Thursday, October 6, 2016

What Is Preventative Dentistry And Why Is It Important?

Caring for your teeth is important. Starting good practices now can save you a lot of pain and money in the future. Preventative dentistry aims to protect the health of your teeth in both the short and long term.

What Am I Trying To Prevent?

Preventative dentistry protects you from a number of dental problems, including cavities and tooth decay. Cavities can lead to more serious problems such as abscesses. Other potentially severe issues could include gingivitis and gum disease. Poor dental health has also been linked to ailments such as heart disease, diabetes, and cancer.

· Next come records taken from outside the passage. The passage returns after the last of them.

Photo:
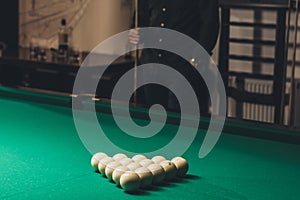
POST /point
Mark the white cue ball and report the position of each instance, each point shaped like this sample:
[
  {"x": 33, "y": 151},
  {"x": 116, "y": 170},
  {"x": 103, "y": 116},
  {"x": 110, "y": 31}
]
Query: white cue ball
[
  {"x": 130, "y": 181},
  {"x": 157, "y": 172},
  {"x": 119, "y": 156},
  {"x": 102, "y": 164},
  {"x": 126, "y": 161},
  {"x": 145, "y": 176},
  {"x": 181, "y": 165},
  {"x": 158, "y": 159},
  {"x": 146, "y": 162},
  {"x": 139, "y": 157},
  {"x": 133, "y": 166},
  {"x": 118, "y": 173},
  {"x": 169, "y": 168},
  {"x": 95, "y": 159},
  {"x": 110, "y": 167}
]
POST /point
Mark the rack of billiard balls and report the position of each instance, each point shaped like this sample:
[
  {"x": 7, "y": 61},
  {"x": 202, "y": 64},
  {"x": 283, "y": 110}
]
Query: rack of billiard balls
[{"x": 138, "y": 171}]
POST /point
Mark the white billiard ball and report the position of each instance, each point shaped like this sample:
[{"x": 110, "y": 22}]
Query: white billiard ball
[
  {"x": 110, "y": 167},
  {"x": 118, "y": 172},
  {"x": 126, "y": 161},
  {"x": 138, "y": 158},
  {"x": 95, "y": 159},
  {"x": 133, "y": 166},
  {"x": 158, "y": 159},
  {"x": 169, "y": 168},
  {"x": 102, "y": 164},
  {"x": 145, "y": 176},
  {"x": 130, "y": 181},
  {"x": 119, "y": 156},
  {"x": 146, "y": 162},
  {"x": 157, "y": 172},
  {"x": 181, "y": 166}
]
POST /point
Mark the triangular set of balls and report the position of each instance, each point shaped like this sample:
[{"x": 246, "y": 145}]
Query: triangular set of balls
[{"x": 138, "y": 171}]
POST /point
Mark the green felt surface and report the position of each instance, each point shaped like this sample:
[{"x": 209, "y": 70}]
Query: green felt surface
[{"x": 42, "y": 157}]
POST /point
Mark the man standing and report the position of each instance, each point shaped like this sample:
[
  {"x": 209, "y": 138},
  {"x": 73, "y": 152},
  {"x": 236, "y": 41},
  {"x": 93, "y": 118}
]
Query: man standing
[{"x": 198, "y": 19}]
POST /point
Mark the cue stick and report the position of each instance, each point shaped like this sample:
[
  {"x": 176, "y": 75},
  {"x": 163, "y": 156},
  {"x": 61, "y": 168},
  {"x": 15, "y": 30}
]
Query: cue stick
[
  {"x": 286, "y": 53},
  {"x": 292, "y": 92},
  {"x": 136, "y": 53}
]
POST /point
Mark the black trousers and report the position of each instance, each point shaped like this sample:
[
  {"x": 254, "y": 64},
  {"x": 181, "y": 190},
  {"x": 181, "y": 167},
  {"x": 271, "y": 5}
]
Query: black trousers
[{"x": 156, "y": 94}]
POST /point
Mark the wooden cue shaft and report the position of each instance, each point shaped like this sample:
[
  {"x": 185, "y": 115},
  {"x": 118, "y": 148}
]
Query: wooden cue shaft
[
  {"x": 136, "y": 59},
  {"x": 292, "y": 93},
  {"x": 287, "y": 41}
]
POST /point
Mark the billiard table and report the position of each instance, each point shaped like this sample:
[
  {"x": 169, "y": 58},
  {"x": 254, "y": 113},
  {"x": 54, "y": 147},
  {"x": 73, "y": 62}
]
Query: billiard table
[{"x": 43, "y": 157}]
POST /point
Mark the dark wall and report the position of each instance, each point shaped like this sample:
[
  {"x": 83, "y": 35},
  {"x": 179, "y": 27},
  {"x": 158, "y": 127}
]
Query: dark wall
[{"x": 9, "y": 25}]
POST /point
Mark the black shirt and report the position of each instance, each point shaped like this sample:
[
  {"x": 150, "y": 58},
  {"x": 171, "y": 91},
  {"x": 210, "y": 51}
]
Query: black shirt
[{"x": 198, "y": 19}]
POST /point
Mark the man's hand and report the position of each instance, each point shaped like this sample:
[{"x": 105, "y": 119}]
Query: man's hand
[{"x": 134, "y": 36}]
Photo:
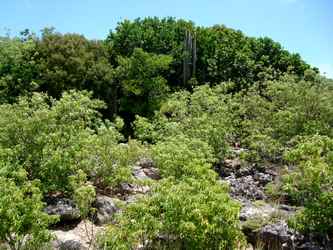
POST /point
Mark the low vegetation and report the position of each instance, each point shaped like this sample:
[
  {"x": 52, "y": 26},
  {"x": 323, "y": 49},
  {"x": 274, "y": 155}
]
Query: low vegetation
[{"x": 76, "y": 115}]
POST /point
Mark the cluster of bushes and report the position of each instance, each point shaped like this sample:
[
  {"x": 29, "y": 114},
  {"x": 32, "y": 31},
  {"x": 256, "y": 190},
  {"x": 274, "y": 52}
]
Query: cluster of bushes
[{"x": 190, "y": 92}]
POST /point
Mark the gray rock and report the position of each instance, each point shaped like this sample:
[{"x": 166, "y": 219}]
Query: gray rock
[
  {"x": 146, "y": 163},
  {"x": 106, "y": 208},
  {"x": 245, "y": 188},
  {"x": 278, "y": 235},
  {"x": 69, "y": 245},
  {"x": 263, "y": 178},
  {"x": 128, "y": 188},
  {"x": 250, "y": 211},
  {"x": 65, "y": 208},
  {"x": 81, "y": 237}
]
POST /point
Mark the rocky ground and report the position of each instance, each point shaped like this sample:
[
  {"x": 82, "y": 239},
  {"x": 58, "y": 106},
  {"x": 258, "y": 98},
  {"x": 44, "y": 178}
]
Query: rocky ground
[{"x": 263, "y": 222}]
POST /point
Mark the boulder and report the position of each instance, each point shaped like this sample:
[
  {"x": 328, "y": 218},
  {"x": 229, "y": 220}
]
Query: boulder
[
  {"x": 245, "y": 188},
  {"x": 105, "y": 209},
  {"x": 64, "y": 208},
  {"x": 81, "y": 237}
]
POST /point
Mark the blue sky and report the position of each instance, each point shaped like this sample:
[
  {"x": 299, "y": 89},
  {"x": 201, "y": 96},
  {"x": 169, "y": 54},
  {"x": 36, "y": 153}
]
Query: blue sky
[{"x": 303, "y": 26}]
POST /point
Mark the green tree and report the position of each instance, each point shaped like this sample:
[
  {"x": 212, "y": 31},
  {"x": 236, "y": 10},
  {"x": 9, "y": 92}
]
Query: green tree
[
  {"x": 17, "y": 68},
  {"x": 191, "y": 214},
  {"x": 23, "y": 222},
  {"x": 142, "y": 82}
]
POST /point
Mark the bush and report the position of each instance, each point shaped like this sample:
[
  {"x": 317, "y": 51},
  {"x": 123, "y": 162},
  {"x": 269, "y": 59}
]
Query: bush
[
  {"x": 191, "y": 214},
  {"x": 311, "y": 184},
  {"x": 202, "y": 115},
  {"x": 272, "y": 113},
  {"x": 45, "y": 136},
  {"x": 23, "y": 222}
]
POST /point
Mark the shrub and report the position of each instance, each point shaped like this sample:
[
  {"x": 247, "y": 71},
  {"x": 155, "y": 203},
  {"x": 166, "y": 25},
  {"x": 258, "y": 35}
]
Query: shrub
[
  {"x": 191, "y": 214},
  {"x": 45, "y": 136},
  {"x": 23, "y": 222},
  {"x": 311, "y": 184}
]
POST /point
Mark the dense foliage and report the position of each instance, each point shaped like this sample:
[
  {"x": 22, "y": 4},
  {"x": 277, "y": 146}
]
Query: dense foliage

How Often Should I Visit My Dentist?

Unless you are dealing with a more serious dental problem, you should visit your dentist once or twice a year. While you're at these regular visits, you should receive both a cleaning and a checkup. If your dentist spots a cavity early, she can usually prevent further damage by placing a filling in the tooth.

What Can I Do At Home?

Preventative dentistry starts in the home. Make sure you practice good dental care every day. If you have children, start teaching them early about the importance of taking care of their teeth. These lessons will last a lifetime.

You should brush at least twice daily with fluoride toothpaste. If you can, you should also brush about an hour after each meal, which gives your mouth time to restore its natural mineral balance. Don't forget to brush your tongue as well, as this helps remove bacteria from your mouth. And you should remember to replace your toothbrush several times a year. When you notice the bristles starting to fray, throw it out and get a new one.

Finally, you should always floss daily. This will help get food out from between your teeth where regular brushing might not reach. A good way to get kids to do this is by using floss picks, so they don't have to struggle with holding the thread between their small fingers.

Are There Any Foods I Should Avoid?

Foods and drinks that are highly acidic or that contain a lot of sugars may be harmful to your teeth. This can include sodas, sugary juices, fruits, and desserts. If you do choose to have one of these foods, you should try to rinse with mouthwash as soon as possible to remove the acids and sugars from your mouth. However, you shouldn't immediately brush after you eat or drink because your teeth become softer and are therefore more susceptible to damage. Drinking acidic or sugary drinks through a straw can also reduce contact with your teeth and may help prevent acid erosion.

What Else Can I Do?

Maintaining your overall physical health can have a significant impact on the health of your mouth. Drinking plenty of water can help protect your teeth by keeping your body healthy and hydrated. You can also take a multivitamin to make sure your body is getting the nutrients you need to keep your smile strong. You should also avoid smoking cigarettes or excessive alcohol consumption, as these can cause mouth cancer.